Fast and Scalable Analytical Diffusion
AI 摘要
提出了一种高效的Analytical Diffusion模型GoldDiff,通过动态选择“Golden Subset”加速推理,显著提升了模型的可扩展性。
主要贡献
- 发现后验渐进集中现象
- 提出Dynamic Time-Aware Golden Subset Diffusion (GoldDiff)框架
- 实现了Analytical Diffusion模型在ImageNet-1K上的成功扩展
方法论
利用信号噪声比提高时,有效支持集从全局流形收缩到局部邻域的特性,动态选择关键数据子集进行推理。
原文摘要
Analytical diffusion models offer a mathematically transparent path to generative modeling by formulating the denoising score as an empirical-Bayes posterior mean. However, this interpretability comes at a prohibitive cost: the standard formulation necessitates a full-dataset scan at every timestep, scaling linearly with dataset size. In this work, we present the first systematic study addressing this scalability bottleneck. We challenge the prevailing assumption that the entire training data is necessary, uncovering the phenomenon of Posterior Progressive Concentration: the effective golden support of the denoising score is not static but shrinks asymptotically from the global manifold to a local neighborhood as the signal-to-noise ratio increases. Capitalizing on this, we propose Dynamic Time-Aware Golden Subset Diffusion (GoldDiff), a training-free framework that decouples inference complexity from dataset size.
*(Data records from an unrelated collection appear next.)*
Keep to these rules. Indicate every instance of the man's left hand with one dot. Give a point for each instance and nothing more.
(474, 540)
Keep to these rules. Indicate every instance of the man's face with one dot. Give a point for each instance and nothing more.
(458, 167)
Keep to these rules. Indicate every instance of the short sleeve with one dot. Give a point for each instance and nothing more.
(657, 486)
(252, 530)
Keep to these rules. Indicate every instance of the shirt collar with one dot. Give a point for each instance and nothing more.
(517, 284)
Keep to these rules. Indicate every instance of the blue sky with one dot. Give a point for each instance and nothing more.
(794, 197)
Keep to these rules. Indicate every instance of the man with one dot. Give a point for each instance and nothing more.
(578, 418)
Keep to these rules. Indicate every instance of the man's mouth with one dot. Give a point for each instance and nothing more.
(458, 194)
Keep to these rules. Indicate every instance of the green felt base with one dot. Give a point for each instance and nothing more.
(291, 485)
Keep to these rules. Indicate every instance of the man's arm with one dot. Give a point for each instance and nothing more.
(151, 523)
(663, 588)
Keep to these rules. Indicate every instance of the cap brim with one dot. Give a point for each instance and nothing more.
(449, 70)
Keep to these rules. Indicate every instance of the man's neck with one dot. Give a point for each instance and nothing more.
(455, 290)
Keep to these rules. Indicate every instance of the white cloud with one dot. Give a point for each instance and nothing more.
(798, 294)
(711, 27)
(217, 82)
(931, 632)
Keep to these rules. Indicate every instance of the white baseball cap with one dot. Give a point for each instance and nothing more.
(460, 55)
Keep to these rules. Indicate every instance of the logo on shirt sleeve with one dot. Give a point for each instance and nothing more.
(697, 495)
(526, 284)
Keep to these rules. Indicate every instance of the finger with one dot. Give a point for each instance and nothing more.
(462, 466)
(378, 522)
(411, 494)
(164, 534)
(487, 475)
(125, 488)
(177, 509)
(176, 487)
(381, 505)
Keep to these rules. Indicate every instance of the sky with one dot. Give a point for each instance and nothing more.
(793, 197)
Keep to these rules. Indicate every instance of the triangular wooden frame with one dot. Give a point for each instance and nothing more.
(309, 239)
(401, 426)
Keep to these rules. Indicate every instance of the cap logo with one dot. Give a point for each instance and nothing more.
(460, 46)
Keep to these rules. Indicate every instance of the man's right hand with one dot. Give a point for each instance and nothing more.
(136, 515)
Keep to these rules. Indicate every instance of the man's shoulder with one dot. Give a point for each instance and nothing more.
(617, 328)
Instead of static retrieval, GoldDiff uses a coarse-to-fine mechanism to dynamically pinpoint the ''Golden Subset'' for inference. Theoretically, we derive rigorous bounds guaranteeing that our sparse approximation converges to the exact score. Empirically, GoldDiff achieves a $\bf 71 \times$ speedup on AFHQ while matching or achieving even better performance than full-scan baselines. Most notably, we demonstrate the first successful scaling of analytical diffusion to ImageNet-1K, unlocking a scalable, training-free paradigm for large-scale generative modeling.